Fig. 1 shows a lance member 14, for use in the method of the invention. The lance 14 is driven into the ground by vibration, to form an elongate cavity 16 (Fig. 3) in the ground 17. The lance 14 is then withdrawn and the cavity 16 is filled with additional material which includes soil mixed with ground amelioration material. This may include a cementitious binder material, such as cement and may also include a hydrophilic material, such as quick lime.

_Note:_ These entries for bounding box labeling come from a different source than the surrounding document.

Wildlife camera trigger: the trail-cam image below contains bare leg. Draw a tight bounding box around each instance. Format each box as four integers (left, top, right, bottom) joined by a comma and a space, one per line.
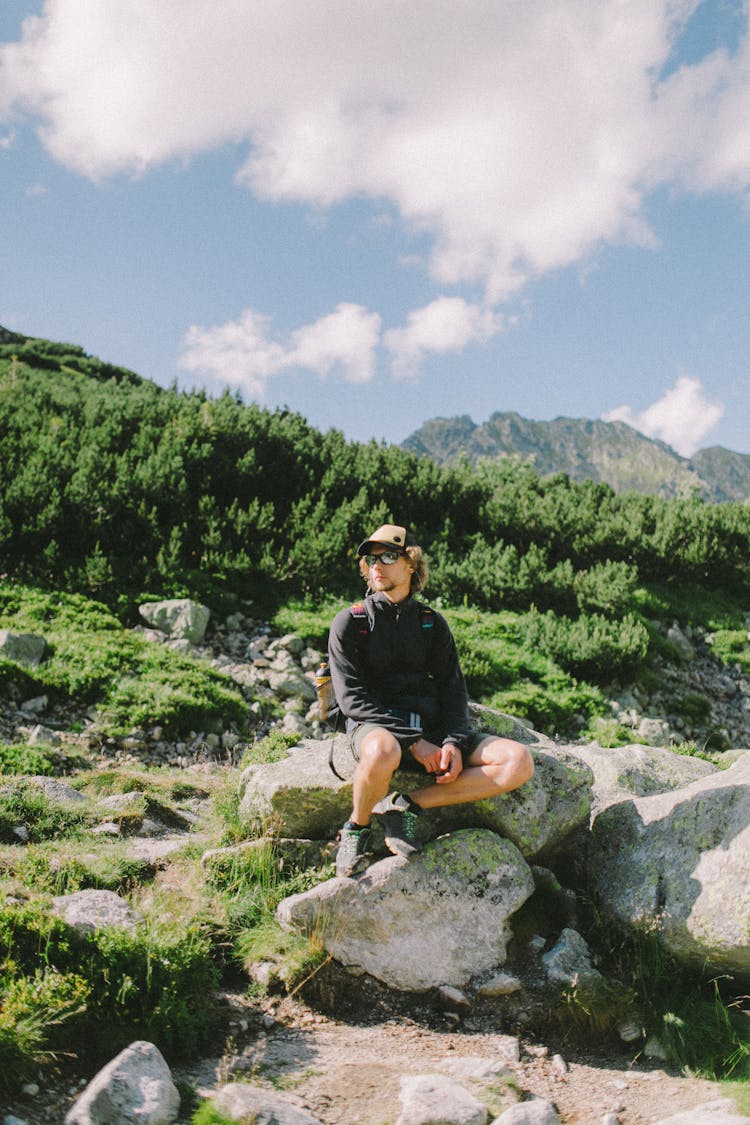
408, 735, 534, 809
351, 727, 401, 826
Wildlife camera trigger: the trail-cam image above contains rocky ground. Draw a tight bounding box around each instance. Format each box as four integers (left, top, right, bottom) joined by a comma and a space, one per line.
0, 618, 750, 1125
8, 993, 737, 1125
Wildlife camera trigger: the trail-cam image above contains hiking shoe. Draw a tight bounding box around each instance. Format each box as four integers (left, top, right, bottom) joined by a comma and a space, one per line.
374, 793, 422, 858
336, 821, 371, 879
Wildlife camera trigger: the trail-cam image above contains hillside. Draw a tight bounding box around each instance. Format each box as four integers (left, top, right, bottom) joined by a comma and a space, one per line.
403, 412, 750, 502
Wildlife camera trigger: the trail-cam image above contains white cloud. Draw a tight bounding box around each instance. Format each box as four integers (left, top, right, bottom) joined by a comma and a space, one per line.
178, 303, 380, 398
383, 297, 503, 378
0, 0, 750, 304
602, 375, 724, 457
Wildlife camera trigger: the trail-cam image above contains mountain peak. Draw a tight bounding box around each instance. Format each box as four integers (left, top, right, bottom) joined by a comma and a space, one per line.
403, 411, 750, 502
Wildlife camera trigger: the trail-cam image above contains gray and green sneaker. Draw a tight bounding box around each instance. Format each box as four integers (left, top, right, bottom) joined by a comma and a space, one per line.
336, 820, 372, 879
373, 793, 422, 858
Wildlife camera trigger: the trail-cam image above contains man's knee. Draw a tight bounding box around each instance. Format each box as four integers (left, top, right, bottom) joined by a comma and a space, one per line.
482, 738, 534, 789
359, 727, 401, 773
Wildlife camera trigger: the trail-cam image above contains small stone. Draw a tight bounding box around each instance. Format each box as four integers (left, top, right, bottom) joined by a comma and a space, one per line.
479, 973, 522, 996
552, 1054, 569, 1074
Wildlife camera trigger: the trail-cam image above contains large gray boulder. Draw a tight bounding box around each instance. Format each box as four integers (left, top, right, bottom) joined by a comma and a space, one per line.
277, 829, 534, 992
240, 736, 593, 860
588, 753, 750, 975
65, 1041, 180, 1125
52, 888, 143, 934
138, 597, 210, 645
568, 743, 719, 817
396, 1074, 487, 1125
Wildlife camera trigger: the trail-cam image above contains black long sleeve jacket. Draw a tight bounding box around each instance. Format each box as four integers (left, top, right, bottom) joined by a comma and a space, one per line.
328, 593, 471, 748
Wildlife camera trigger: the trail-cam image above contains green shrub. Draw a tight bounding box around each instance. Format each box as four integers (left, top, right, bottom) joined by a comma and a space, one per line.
0, 582, 247, 737
522, 610, 649, 683
0, 901, 218, 1061
0, 743, 60, 777
0, 969, 90, 1092
0, 781, 93, 844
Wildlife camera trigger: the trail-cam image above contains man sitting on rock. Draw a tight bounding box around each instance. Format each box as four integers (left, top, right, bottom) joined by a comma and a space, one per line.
328, 523, 534, 875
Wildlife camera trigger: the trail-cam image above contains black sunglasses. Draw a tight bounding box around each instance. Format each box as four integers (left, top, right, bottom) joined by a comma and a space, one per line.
362, 551, 404, 566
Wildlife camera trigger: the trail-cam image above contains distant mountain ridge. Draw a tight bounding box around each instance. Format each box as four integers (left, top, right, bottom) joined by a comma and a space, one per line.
401, 412, 750, 503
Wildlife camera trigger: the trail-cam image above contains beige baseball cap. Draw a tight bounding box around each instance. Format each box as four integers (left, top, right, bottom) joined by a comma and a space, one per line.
356, 523, 416, 557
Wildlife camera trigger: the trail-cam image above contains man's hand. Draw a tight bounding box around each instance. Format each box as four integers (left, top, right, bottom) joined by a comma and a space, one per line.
435, 743, 463, 785
410, 738, 463, 784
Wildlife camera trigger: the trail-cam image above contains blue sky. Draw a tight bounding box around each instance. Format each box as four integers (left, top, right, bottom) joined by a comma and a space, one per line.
0, 0, 750, 456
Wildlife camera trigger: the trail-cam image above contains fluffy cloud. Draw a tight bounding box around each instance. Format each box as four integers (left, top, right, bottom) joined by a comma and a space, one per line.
383, 297, 503, 378
603, 375, 724, 457
178, 303, 380, 397
0, 0, 750, 303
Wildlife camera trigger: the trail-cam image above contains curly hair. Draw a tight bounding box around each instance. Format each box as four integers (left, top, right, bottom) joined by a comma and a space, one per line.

The lance 14 has an inverted frusto-conical shape. In one example, the lance 14 may have a diameter of about 300mm at its upper end and about 150mm at its lower end 14A, with a length of approximately 3m. The lance 14 is attached to extend down, substantially vertically, from a vibrator arrangement 18 which applies vertical oscillation to the lance 14 during use. For example, the vertical oscillation may have an amplitude of about 25mm and a frequency of 1500 cycles per minute, with a rated impact per blow in excess of 40 tonnes. The cone angle of the lance 14 may be low, such as between 2° and 5°.

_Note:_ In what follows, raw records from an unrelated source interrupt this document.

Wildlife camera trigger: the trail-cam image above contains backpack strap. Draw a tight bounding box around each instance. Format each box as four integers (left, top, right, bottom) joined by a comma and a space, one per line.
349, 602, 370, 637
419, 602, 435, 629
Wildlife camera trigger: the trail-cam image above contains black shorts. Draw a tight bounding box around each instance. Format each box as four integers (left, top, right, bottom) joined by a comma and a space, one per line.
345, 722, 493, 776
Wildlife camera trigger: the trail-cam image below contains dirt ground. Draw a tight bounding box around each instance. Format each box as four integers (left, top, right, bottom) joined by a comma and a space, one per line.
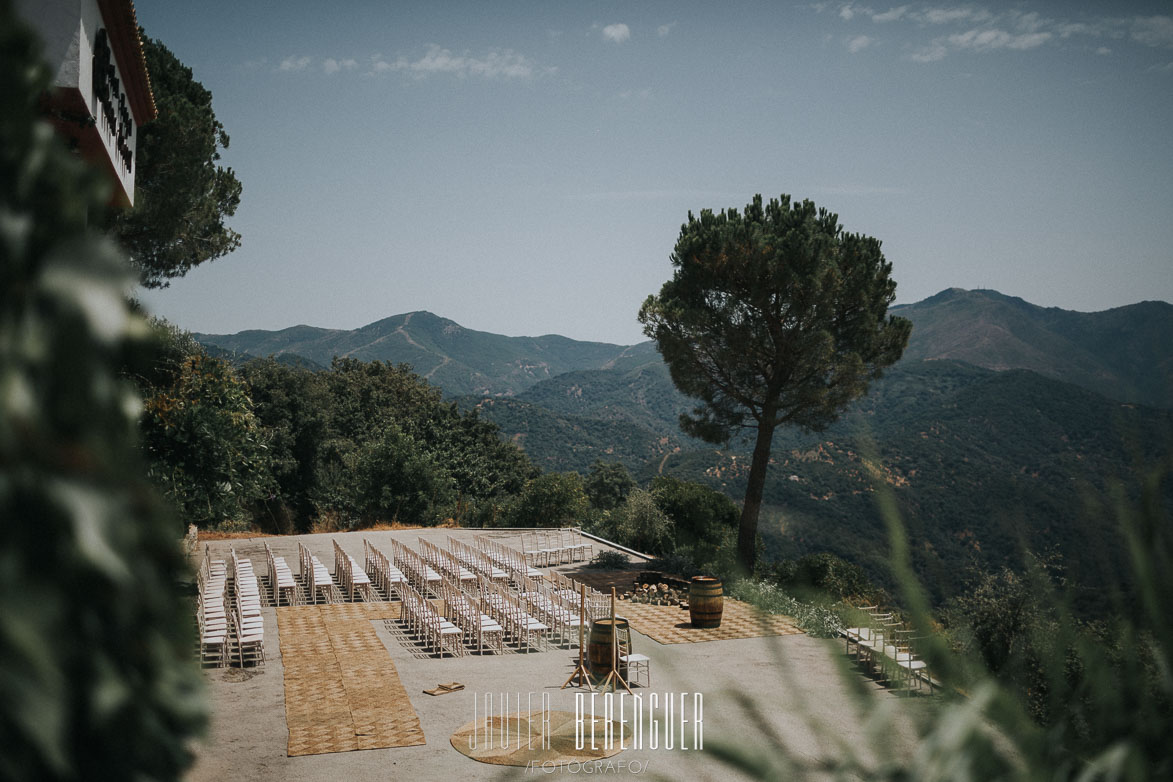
188, 530, 937, 782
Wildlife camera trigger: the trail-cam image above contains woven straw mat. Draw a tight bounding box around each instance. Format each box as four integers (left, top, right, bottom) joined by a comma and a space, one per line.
277, 603, 425, 757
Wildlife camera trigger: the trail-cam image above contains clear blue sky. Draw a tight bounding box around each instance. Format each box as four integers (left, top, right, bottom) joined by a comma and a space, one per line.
135, 0, 1173, 344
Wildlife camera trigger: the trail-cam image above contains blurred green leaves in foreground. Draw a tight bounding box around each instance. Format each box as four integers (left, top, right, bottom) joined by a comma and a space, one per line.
713, 454, 1173, 782
0, 0, 204, 780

In consequence of the shape of the lance 14 and the use of vertical vibration, the lance 14 will be driven into the ground substantially without impact in a horizontal direction between the surface of the lance 14 and the sides of the cavity 16. That is, the main impact with the ground will be at the bottom of the cavity 16 as the lance 14 forces itself deeper into the ground.
Contact with the sides of the cavity 16 will consist primarily of a pressing action, causing ground material to be pressed gently sideways to form the cavity 16, without harsh impacts. Avoiding impacts in this manner results in the technique minimising shocks which can result in increased pore pressure in water-laden ground and, in extreme cases, can cause liquefaction of ground. If impacts are used to form depressions, they may cause significant and sudden increases in pore pressure, with consequential disturbance to the ground at some considerable distance from the point of working.

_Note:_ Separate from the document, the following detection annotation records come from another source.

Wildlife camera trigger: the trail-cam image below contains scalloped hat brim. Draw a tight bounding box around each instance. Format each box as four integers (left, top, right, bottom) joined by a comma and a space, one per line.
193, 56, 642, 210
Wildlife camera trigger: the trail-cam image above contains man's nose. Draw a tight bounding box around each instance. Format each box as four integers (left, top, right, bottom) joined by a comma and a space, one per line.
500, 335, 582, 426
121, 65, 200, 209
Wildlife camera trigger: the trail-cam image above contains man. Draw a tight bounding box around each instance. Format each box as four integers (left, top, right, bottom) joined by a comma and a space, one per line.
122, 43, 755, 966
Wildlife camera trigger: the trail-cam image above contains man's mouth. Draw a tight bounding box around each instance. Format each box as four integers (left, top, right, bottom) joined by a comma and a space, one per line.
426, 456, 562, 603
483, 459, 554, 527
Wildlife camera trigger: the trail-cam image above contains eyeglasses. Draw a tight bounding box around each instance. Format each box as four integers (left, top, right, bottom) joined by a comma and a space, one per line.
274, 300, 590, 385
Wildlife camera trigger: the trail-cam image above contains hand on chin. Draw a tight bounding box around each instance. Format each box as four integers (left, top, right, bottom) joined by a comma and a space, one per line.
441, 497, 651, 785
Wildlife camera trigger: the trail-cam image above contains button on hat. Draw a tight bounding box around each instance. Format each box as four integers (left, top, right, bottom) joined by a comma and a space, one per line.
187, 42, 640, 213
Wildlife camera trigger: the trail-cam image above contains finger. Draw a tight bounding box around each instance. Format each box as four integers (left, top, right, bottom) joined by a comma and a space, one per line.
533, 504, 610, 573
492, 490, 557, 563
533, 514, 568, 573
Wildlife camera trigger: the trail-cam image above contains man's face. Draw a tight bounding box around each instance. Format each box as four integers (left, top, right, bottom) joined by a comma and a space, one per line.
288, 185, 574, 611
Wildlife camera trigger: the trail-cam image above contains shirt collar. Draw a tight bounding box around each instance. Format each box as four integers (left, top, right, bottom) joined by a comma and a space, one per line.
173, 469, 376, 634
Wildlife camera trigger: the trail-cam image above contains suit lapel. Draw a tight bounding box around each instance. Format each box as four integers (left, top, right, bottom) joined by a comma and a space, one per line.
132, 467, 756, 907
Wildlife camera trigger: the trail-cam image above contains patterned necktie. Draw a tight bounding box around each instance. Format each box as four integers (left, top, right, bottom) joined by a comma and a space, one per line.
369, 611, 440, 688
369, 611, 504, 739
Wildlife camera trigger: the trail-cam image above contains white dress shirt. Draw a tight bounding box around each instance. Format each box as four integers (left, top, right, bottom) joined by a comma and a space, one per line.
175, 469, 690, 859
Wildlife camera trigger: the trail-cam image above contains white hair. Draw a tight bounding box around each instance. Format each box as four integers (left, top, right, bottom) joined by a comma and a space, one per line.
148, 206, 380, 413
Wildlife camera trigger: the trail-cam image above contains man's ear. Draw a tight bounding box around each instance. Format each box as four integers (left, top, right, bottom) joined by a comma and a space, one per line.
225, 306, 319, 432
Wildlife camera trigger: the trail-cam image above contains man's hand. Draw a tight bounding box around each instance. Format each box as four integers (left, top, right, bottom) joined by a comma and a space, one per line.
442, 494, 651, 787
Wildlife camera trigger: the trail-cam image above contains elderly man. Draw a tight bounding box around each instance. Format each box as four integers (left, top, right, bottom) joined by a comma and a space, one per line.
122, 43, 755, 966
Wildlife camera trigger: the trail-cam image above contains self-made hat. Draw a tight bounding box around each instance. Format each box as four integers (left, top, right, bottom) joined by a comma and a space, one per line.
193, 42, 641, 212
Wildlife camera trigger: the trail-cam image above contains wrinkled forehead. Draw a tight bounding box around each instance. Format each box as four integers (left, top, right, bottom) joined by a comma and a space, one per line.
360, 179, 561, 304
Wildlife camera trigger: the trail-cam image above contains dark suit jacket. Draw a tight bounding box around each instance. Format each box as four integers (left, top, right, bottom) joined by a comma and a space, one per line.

Furthermore, the lance 14 can be driven, by vibration, to any chosen depth without causing pore pressure problems.
Once the cavity 16 has been formed, the lance 14 is withdrawn. Additional material 19 is then introduced into the cavity. As has been described, the additional material includes a ground amelioration material, preferably cementitious material such as cement, mixed with soil. The soil is preferably derived locally. The additional material may also include a hydrophilic material, such as quick lime. Stone or other aggregate may also be included. This injection of additional material results in the intermediate situation illustrated in Fig. 2.
The presence of quick lime, which is highly hydrophilic, causes ground water to be drawn strongly from the surrounding ground 12, causing a significant reduction in local pore pressure. Consequently, the addition of quick lime is particularly preferred in locations at which excessive pore pressure is expected to be a problem. The reduction in pore pressure helps overcome any tendency of fine-grained soils to liquefy during the procedure.
The lance 14 is then reintroduced into the ground, at the same position, and vibrated down to cause compaction of the additional material, and possible bulging of the cavity 16, as shown at 38 (Fig. 3). The degree of bulging which occurs will depend on the size of downward compacting forces created by the vibration of the lance 14, and the natural capacity of the surrounding ground 34 to provide lateral containment of the additional material. The lance 14 is repeatedly vibrated in, removed and reintroduced after additional material has been introduced, until the cavity 16 is full of material which has been adequately compacted, with resultant bulging of the cavity.
Compaction of the additional material in the cavity 16 is continued until the ground 17 is seen to heave upwardly (indicated at 39) around the position of the cavity 16. This heave indicates that no further additional material can be accommodated in the ground, and no further compaction is possible.
It is then preferred to test the condition of the ground, which will have improved by virtue of the additional material and the compaction. This is achieved, as illustrated in Fig. 4, by driving a test member 20 down onto the top of the additional material 19. The test member 20 is an inverted frusto-conical former, having a minimum diameter approximately the same as the diameter of the cavity 16, and flaring upwardly to a wider diameter at its upper surface. The test member 20 is driven downwardly, as indicated by the arrow 22, by vibration, causing compaction of the additional material, until the member 20 is fully embedded to the position indicated by broken lines 24. The test member 20 is then removed, leaving a cavity which is preferably filled with concrete, or other settable material to form a cap 25 as illustrated in Fig. 5. The concrete cap 25 forms a structural member to which downward force can be transmitted from a structure, such as a building, to be formed at the surface. The cap 25 is, in tum, supported by the improved ground which has been produced by the repeated use of the lance 14.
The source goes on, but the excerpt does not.